State pension woes raise specter of county bankruptcies
by Joe Kent, Grassroot Institute, Dec 20, 2017
Reeling from a case of sticker shock, Maui County Council members considered bankruptcy last week after learning how the state’s public pension liability crisis will affect the county’s budget.
From a presentation by state public pension representatives, the Council members learned that Maui County’s tax payments to the Employee Retirement System (ERS) and the state Employer Union Trust Fund (EUTF) in fiscal 2017 totaled $56 million. However, that total will increase to $66 million in fiscal 2018, $76 million in 2019, $84 million in 2020, and $94 million in 2021.

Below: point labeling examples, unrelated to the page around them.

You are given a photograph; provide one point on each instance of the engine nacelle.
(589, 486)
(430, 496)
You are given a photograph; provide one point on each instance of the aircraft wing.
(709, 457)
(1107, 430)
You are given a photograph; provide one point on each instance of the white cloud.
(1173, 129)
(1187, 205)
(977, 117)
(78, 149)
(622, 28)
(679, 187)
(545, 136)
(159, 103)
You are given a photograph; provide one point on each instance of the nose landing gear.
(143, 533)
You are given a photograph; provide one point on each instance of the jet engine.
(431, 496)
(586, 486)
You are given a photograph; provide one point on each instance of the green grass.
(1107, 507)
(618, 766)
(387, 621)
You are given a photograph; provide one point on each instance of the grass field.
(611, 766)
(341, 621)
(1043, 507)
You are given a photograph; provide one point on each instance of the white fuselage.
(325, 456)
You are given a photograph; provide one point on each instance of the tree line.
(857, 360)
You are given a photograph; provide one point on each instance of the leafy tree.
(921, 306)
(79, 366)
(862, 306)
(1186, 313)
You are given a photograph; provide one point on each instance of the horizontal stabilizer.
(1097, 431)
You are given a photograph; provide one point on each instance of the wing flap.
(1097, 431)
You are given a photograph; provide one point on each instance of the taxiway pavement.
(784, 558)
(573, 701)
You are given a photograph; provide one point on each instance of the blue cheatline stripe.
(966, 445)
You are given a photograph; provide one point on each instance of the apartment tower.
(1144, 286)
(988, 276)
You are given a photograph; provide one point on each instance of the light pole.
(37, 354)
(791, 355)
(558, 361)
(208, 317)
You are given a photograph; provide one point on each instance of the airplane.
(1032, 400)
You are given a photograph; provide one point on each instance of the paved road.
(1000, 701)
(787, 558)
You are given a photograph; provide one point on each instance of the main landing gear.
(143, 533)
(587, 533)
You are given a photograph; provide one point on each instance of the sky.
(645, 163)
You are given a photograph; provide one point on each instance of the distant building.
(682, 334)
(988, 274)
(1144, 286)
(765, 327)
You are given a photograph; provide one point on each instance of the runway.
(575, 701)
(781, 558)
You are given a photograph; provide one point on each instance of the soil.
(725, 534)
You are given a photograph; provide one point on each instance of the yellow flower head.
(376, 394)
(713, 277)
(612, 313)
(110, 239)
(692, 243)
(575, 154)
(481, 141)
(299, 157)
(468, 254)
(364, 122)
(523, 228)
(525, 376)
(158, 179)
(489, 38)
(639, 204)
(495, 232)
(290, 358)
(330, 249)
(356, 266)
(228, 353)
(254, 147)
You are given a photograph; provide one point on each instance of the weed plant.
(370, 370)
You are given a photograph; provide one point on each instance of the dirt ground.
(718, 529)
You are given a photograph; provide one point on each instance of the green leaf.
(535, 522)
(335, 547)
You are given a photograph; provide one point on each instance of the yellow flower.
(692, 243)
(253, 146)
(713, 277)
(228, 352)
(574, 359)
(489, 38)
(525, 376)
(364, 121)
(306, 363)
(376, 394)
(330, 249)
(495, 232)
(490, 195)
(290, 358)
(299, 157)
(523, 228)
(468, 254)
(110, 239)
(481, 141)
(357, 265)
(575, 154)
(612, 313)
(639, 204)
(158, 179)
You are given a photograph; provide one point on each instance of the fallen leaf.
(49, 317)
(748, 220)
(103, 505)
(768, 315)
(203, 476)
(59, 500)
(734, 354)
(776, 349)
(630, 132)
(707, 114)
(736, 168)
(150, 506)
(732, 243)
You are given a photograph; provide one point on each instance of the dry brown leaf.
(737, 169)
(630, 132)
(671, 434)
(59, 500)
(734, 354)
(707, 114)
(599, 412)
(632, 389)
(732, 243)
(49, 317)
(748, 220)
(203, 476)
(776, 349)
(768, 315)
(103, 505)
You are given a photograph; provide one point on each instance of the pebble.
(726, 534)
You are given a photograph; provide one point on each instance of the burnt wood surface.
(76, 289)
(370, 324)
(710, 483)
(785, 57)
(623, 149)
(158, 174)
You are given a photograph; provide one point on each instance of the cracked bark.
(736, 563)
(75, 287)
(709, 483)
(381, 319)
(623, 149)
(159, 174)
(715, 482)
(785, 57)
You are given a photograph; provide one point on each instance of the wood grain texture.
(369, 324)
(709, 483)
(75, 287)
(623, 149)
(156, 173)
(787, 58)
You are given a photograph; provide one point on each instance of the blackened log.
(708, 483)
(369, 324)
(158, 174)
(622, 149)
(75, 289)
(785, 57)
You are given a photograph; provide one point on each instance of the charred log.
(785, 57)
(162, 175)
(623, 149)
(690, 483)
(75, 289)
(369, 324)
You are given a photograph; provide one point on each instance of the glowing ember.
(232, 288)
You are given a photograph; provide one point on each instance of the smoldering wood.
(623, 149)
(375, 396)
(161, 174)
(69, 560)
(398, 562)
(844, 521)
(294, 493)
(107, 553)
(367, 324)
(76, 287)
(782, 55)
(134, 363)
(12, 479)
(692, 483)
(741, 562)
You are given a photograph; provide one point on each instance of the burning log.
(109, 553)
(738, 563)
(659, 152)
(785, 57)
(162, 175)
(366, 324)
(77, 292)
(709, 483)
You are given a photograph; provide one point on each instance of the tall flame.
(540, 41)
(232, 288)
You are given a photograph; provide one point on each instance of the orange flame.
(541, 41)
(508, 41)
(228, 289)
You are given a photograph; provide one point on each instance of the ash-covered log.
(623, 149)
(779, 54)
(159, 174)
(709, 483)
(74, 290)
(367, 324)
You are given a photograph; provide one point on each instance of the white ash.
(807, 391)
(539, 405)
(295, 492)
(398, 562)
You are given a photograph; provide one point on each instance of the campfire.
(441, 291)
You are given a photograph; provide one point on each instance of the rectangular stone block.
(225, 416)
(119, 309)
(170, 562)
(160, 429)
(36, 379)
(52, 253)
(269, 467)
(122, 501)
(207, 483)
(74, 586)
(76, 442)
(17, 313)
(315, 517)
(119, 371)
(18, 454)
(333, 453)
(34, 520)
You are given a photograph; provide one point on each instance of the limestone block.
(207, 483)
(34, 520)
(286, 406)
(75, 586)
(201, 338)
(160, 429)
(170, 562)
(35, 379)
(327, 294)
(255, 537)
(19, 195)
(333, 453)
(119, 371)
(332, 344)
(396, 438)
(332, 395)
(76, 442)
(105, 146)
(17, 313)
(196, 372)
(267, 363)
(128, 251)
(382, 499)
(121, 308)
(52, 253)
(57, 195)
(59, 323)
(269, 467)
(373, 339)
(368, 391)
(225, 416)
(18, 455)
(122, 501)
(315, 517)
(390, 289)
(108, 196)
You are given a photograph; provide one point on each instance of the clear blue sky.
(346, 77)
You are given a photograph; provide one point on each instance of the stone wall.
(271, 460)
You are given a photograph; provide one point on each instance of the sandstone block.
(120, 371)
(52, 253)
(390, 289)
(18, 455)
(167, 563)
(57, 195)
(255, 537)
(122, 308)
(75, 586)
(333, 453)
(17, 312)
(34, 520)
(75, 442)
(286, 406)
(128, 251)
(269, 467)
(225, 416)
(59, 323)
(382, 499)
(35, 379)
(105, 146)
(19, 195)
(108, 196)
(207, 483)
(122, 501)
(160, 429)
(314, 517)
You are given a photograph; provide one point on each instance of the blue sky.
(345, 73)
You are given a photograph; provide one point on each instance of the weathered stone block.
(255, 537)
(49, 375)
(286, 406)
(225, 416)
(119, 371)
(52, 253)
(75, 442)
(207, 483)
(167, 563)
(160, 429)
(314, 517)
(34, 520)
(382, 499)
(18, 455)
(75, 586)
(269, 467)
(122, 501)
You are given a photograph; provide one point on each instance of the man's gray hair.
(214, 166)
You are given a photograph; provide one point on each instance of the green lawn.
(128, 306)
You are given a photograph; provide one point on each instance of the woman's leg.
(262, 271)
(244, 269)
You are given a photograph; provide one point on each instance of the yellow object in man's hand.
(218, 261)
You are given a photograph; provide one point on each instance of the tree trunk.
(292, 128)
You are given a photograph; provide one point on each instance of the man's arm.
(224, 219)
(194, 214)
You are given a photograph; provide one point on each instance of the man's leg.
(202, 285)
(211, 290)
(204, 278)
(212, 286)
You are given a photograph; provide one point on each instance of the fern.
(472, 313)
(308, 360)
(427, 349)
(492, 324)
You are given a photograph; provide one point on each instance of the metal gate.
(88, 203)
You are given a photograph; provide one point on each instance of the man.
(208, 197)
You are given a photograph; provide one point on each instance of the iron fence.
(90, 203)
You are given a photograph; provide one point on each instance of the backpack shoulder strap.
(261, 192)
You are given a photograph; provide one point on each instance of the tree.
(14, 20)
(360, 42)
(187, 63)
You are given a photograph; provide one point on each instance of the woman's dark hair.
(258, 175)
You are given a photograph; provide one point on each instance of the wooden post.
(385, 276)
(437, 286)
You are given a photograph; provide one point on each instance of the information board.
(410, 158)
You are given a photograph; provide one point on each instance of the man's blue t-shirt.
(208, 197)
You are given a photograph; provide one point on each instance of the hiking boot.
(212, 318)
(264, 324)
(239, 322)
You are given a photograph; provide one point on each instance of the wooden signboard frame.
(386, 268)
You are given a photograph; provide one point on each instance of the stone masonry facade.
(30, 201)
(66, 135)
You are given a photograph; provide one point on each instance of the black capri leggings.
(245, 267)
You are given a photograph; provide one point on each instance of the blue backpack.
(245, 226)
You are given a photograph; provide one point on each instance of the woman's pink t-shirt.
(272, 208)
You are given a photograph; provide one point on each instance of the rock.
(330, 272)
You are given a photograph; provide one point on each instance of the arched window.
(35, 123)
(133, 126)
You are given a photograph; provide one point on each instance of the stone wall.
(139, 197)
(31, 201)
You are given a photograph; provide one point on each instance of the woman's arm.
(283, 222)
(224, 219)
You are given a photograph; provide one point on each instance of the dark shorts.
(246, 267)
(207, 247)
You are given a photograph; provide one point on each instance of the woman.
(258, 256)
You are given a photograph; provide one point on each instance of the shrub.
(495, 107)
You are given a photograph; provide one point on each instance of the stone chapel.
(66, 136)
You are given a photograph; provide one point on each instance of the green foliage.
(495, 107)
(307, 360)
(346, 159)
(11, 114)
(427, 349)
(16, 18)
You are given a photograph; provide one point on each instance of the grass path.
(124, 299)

Next year’s required contributions alone are larger than the property tax revenues for six of Maui county’s nine districts combined: Wailuku, Upcountry, Molokai, Makawao, Lanai and Hana.
“Just these two costs in the upcoming years require all of the taxes from six of our nine districts,” said Maui Councilmember Mike White. “I’m just kind of stunned by that.”
Maui Councilmember Riki Hokama hinted that new tax increases might be needed to “come up with major chunks of new cash.”
Hokama also asked Thom Williams, executive director of the ERS, if the debt would still be owed if the county went bankrupt.
“Because we’ve had sister counties that went bankrupt, on the U.S. main(land),” Hokama said, “do their obligations disappear upon bankruptcy, or is that entity still held responsible for obligations due to employees who are retirees?”
Williams answered: “I think it varies state to state, quite frankly, because I don’t believe that — you know — you can’t get blood out of a turnip. I mean, maybe the liabilities are still there, but if you have no monies to meet those liabilities, it almost doesn’t matter whether you retain them (the liabilities).”
In Hawaii, the state constitution protects public union benefits from being cut for current hires. Article 16, Section 2, states:
“Membership in any employees’ retirement system of the State or any political subdivision thereof shall be a contractual relationship, the accrued benefits of which shall not be diminished or impaired.”
This presumably means that if the counties went bankrupt, the first item to be paid off would be public pension and health benefits, at the expense of all other county operations.
Hawaii is one of only seven states to protect public benefits in the state constitution. The other states are Alaska, Arizona, Illinois, Louisiana, Michigan and New York.
At least one of those has snipped away at its public benefits, despite a constitutional protection. In 2013, Michigan courts ruled that public pensions could be cut following the Detroit bankruptcy. This paved the way for cuts of $1.33 billion in public benefits, which included a 4.5 percent pension cut, a reduction in health insurance and a halt to cost-of-living increases.
As Williams pointed out: “The city of Detroit, which endured bankruptcy, they ended up actually reducing the benefits that were owed to their city employees.”
California does not protect public employee benefits through the state constitution, but rather through a series of court cases resulting in the “California rule,” which seemingly prohibits pension changes. Nevertheless, in a 2014 bankruptcy case involving the California city of Stockton, federal judge Christopher Klein suggested that pension benefits could be cut, despite the “California rule”, saying, “Bankruptcy is nothing but the impairment of contracts.”
The city did not ultimately cut pensions, but it could have.
More recently, a case involving San Diego public pension cuts is before the California state supreme court, but likely won’t play out until next year or 2019.
Williams said Hawaii’s Constitution could be open to interpretation when it comes to reducing benefits for current hires.
“There are questions as to whether you can reduce benefits for future people or new hires,” he said, “and there’s even a question as to whether you can change benefits for current people, current hires — but prospectively; not on service already rendered, but service going forward.”
Considering that county bankruptcies are, in fact, possible, it would be in the best interest of Hawaii’s public employee unions to help fix the state’s unfunded liabilities problem, before the counties conclude they have no option but to renege on their promises to retirees.
The public employee unions and our legislators should work together to craft reasonable pension reforms that are in line with what Hawaii taxpayers can afford.